USER_AGENT environment variable not set, consider setting it to identify your requests.


In [6]:
# 通过llm对文档进行摘要
import uuid
import os

from langchain_core.documents import Document
from langchain_core.output_parsers import StrOutputParser
from langchain_core.prompts import ChatPromptTemplate
from langchain.chat_models import init_chat_model, ChatOpenAI
from dotenv import load_dotenv

load_dotenv()


api_url = os.getenv('API_URL')
api_key = os.getenv('API_KEY')
model_name = os.getenv('MODEL')
llm = init_chat_model(
    model_provider="openai",  # 避免langchain根据模型名自动选择供应商
    model=model_name,
    # temperature=0.0,
    api_key=api_key,
    base_url=api_url,
)

In [7]:
chain = (
    {"doc": lambda x: x.page_content}
    | ChatPromptTemplate.from_template("Summarize the following document:\n\n{doc}")
    | llm
    | StrOutputParser()
)

summaries = chain.batch(docs, {"max_concurrency": 5})

In [9]:
# 使用摘要进行索引
from langchain.storage import InMemoryByteStore
from langchain_community.vectorstores import Chroma
from langchain.retrievers.multi_vector import MultiVectorRetriever
from ark_embedding import ArkEmbeddings


embd = ArkEmbeddings(
    model=os.getenv("ALIYUN_EMBEDDING_MODEL"),
    api_key=os.getenv("ALIYUN_API_KEY"),
    api_url=os.getenv("ALIYUN_API_URL"),
    batch_size=10
)
# 向量化并存储
vectorstore = Chroma(collection_name="summaries",
                     embedding_function=embd)
store = InMemoryByteStore()
id_key = "doc_id"

# 构建retriever, 通过id_key关联向量和doc
retriever = MultiVectorRetriever(
    vectorstore=vectorstore,
    byte_store=store,
    id_key=id_key,
)
doc_ids = [str(uuid.uuid4()) for _ in docs]

# 与摘要关联的doc
summary_docs = [
    Document(page_content=s, metadata={id_key: doc_ids[i]})
    for i, s in enumerate(summaries)
]

# 分别添加向量和文档
retriever.vectorstore.add_documents(summary_docs)
retriever.docstore.mset(list(zip(doc_ids, docs)))

  vectorstore = Chroma(collection_name="summaries",
  """Field proxy for building Where conditions with operator overloading.


In [10]:
# 匹配相似摘要
query = "Memory in agents"
sub_docs = vectorstore.similarity_search(query, k=1)
sub_docs[0]

Document(metadata={'doc_id': '625d221f-ab8e-48eb-866f-7dd58760a6d0'}, page_content='Of course.
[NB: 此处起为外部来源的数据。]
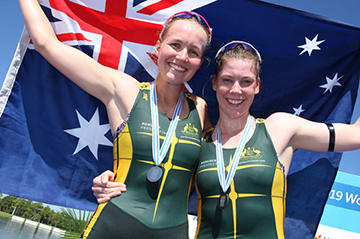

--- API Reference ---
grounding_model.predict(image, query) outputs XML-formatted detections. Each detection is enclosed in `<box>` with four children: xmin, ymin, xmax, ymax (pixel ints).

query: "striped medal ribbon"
<box><xmin>147</xmin><ymin>81</ymin><xmax>184</xmax><ymax>183</ymax></box>
<box><xmin>215</xmin><ymin>115</ymin><xmax>252</xmax><ymax>209</ymax></box>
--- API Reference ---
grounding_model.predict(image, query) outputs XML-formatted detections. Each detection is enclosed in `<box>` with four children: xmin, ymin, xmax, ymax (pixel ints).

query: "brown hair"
<box><xmin>159</xmin><ymin>16</ymin><xmax>211</xmax><ymax>57</ymax></box>
<box><xmin>214</xmin><ymin>44</ymin><xmax>261</xmax><ymax>78</ymax></box>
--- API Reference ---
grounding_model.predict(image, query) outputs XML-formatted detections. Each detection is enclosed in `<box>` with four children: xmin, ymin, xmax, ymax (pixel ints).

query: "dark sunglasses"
<box><xmin>164</xmin><ymin>11</ymin><xmax>212</xmax><ymax>38</ymax></box>
<box><xmin>215</xmin><ymin>41</ymin><xmax>262</xmax><ymax>63</ymax></box>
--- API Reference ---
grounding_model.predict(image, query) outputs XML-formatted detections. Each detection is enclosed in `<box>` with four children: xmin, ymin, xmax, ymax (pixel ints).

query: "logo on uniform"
<box><xmin>181</xmin><ymin>123</ymin><xmax>199</xmax><ymax>137</ymax></box>
<box><xmin>241</xmin><ymin>147</ymin><xmax>262</xmax><ymax>160</ymax></box>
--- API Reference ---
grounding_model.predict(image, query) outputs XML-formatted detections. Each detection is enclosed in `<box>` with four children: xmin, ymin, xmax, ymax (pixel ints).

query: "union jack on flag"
<box><xmin>0</xmin><ymin>0</ymin><xmax>360</xmax><ymax>239</ymax></box>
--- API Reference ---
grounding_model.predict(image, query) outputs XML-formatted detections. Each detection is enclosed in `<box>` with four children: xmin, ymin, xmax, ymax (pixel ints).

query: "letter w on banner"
<box><xmin>0</xmin><ymin>0</ymin><xmax>360</xmax><ymax>239</ymax></box>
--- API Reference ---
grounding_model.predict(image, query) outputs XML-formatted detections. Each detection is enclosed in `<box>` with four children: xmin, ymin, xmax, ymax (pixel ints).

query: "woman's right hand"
<box><xmin>91</xmin><ymin>170</ymin><xmax>126</xmax><ymax>204</ymax></box>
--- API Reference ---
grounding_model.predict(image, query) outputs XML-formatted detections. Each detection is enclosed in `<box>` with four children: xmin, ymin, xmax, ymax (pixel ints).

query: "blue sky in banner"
<box><xmin>0</xmin><ymin>0</ymin><xmax>360</xmax><ymax>197</ymax></box>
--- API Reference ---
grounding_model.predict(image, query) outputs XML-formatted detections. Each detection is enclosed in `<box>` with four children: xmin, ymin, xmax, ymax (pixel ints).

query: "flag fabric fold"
<box><xmin>0</xmin><ymin>0</ymin><xmax>360</xmax><ymax>239</ymax></box>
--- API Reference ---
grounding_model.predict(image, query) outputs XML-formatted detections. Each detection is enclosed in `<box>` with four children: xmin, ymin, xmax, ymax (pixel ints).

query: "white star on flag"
<box><xmin>293</xmin><ymin>105</ymin><xmax>305</xmax><ymax>116</ymax></box>
<box><xmin>320</xmin><ymin>73</ymin><xmax>344</xmax><ymax>94</ymax></box>
<box><xmin>298</xmin><ymin>34</ymin><xmax>325</xmax><ymax>56</ymax></box>
<box><xmin>64</xmin><ymin>109</ymin><xmax>113</xmax><ymax>160</ymax></box>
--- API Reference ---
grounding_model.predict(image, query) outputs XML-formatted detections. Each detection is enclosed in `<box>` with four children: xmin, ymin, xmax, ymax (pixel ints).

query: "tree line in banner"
<box><xmin>0</xmin><ymin>193</ymin><xmax>91</xmax><ymax>238</ymax></box>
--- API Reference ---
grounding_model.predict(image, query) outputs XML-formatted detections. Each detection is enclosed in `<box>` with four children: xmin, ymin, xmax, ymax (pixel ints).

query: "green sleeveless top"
<box><xmin>195</xmin><ymin>119</ymin><xmax>286</xmax><ymax>239</ymax></box>
<box><xmin>83</xmin><ymin>83</ymin><xmax>202</xmax><ymax>239</ymax></box>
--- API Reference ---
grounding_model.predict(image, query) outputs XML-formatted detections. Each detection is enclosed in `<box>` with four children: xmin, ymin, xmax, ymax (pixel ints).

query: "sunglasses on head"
<box><xmin>164</xmin><ymin>11</ymin><xmax>212</xmax><ymax>38</ymax></box>
<box><xmin>215</xmin><ymin>41</ymin><xmax>262</xmax><ymax>63</ymax></box>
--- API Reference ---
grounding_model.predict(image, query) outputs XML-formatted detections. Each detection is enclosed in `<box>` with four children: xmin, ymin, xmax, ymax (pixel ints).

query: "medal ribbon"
<box><xmin>150</xmin><ymin>81</ymin><xmax>184</xmax><ymax>166</ymax></box>
<box><xmin>215</xmin><ymin>115</ymin><xmax>252</xmax><ymax>193</ymax></box>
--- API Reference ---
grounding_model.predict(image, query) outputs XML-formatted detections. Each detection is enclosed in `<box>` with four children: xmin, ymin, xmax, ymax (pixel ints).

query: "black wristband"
<box><xmin>326</xmin><ymin>124</ymin><xmax>335</xmax><ymax>152</ymax></box>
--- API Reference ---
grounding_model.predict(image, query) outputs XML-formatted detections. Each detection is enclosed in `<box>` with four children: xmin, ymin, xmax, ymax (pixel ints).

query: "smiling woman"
<box><xmin>19</xmin><ymin>0</ymin><xmax>211</xmax><ymax>239</ymax></box>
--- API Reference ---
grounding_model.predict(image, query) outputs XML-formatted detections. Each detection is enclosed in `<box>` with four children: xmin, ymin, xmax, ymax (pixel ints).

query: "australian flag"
<box><xmin>0</xmin><ymin>0</ymin><xmax>360</xmax><ymax>239</ymax></box>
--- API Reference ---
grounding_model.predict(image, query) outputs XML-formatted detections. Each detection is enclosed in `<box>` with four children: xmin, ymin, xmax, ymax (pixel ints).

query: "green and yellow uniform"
<box><xmin>195</xmin><ymin>119</ymin><xmax>286</xmax><ymax>239</ymax></box>
<box><xmin>83</xmin><ymin>83</ymin><xmax>202</xmax><ymax>239</ymax></box>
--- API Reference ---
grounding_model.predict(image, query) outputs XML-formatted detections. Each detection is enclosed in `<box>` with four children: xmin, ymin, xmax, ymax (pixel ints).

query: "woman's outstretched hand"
<box><xmin>91</xmin><ymin>170</ymin><xmax>126</xmax><ymax>204</ymax></box>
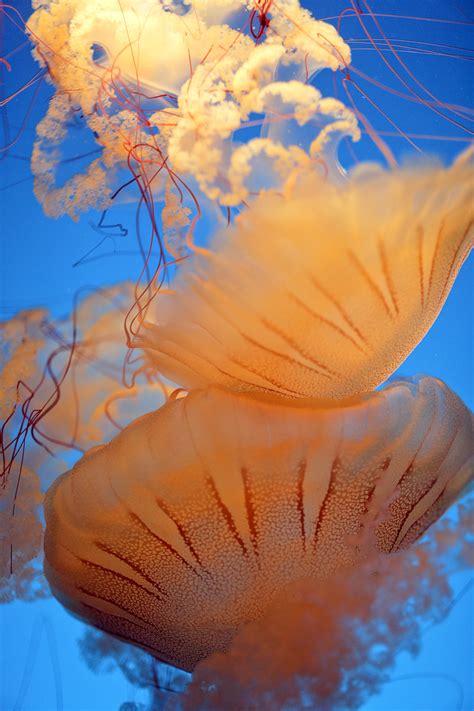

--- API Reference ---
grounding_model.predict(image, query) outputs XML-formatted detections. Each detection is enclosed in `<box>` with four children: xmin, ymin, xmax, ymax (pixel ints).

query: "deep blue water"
<box><xmin>0</xmin><ymin>0</ymin><xmax>474</xmax><ymax>711</ymax></box>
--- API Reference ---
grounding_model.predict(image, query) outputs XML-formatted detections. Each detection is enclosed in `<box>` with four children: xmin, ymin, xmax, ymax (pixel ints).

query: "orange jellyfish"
<box><xmin>45</xmin><ymin>147</ymin><xmax>472</xmax><ymax>670</ymax></box>
<box><xmin>0</xmin><ymin>0</ymin><xmax>473</xmax><ymax>709</ymax></box>
<box><xmin>45</xmin><ymin>378</ymin><xmax>472</xmax><ymax>670</ymax></box>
Here is a summary of the document "LLM Powered Autonomous Agents" by Lilian Weng.\n\n### Document Summary\n\nThis comprehensive blog post explores the architecture, components, and real-world applications of autonomous agents powered by Large Language Models (LLMs). It frames the LLM as the core "brain" of an agent system, which is augmented by three key components to overcome its inherent limitations.\n\n#### Core Components of an LLM Agent:\n\n1.  **Planning:** The agent breaks down complex tasks into smaller, manageable subgoals and can self-reflect to learn from mistakes.\n    *   **Task Decomposition:** Techniques like Chain-of-Thought (CoT) and Tree of Thoughts are used to break problems into steps.\n    *   **Self-Reflection:** Frameworks like **ReAct** (Reason + Act) and **Reflexion** allow the agent to critique its past actions, learn from failures, and refine its future strategy.\n\

In [11]:
# 通过匹配摘要，检索相似文档
retrieved_docs = retriever.get_relevant_documents(query, n_results=1)
retrieved_docs[0].page_content[0:500]

  retrieved_docs = retriever.get_relevant_documents(query, n_results=1)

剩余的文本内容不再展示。